On using battle terminology to describe 'fighting cancer'

"He said, 'I'm not fighting it; it's fighting me.' And he besides said, rightly, that this wasn't a battle he volunteered for. Actually, he didn't like the word 'battle,' but this wasn't a struggle he entered into voluntarily. He had no choice. ... Y'all can't be mettlesome, necessarily, about something that's forced upon yous, upon which you lot have no choice. I think he was quite mettlesome in the way he handled that struggle."

On whether he re-evaluated his atheism

"It really didn't come up upward at the stop at all. I hateful, of course it was an finish he didn't know was an end, but nonetheless it merely wasn't of interest. ... He was asking for various poems and books, and of course he was very interested in his family unit and full of honey for them. And it just didn't register. ...

"I recall the merely affair Christopher idea was ... why would it be idea to exist a practiced thing that out of fear at the very concluding moment yous would allegedly change your convictions and your beliefs of a lifetime?"

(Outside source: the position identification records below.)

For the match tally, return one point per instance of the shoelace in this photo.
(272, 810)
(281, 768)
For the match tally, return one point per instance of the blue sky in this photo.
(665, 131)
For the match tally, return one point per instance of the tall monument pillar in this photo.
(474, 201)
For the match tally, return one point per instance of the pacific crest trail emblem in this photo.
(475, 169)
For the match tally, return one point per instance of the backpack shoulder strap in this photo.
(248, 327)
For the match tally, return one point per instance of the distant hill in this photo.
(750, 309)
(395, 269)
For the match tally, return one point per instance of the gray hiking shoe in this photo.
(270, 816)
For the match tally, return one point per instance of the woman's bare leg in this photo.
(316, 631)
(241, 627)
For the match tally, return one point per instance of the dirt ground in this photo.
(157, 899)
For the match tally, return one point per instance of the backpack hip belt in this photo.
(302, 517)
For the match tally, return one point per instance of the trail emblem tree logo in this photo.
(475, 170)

On the 24-hour interval he died

"He was sick for a long time, but the catastrophe was rather like getting a phone call and existence told your hubby has died in a auto crash. He didn't wait the catastrophe when it came. ..."

"He had really kind of surprised his oncologist by how well he was doing in knocking back the cancer, and he had been afforded the kind of state-of-the-art treatments that aren't bachelor to nearly anyone, even in the best hospitals in the country. And so he caught a very virulent pneumonia ... which was merely diagnosed a few days earlier and was sort of starting to become better, but information technology won out in the finish."

Correction: September 21, 2012 12:00 am — An audio prune of Christopher Hitchens from 2007 that is heard in this prove includes incorrect information regarding the death of David Hume. Hume died on Aug. 25, 1776, not July 4 as indicated by Hitchens.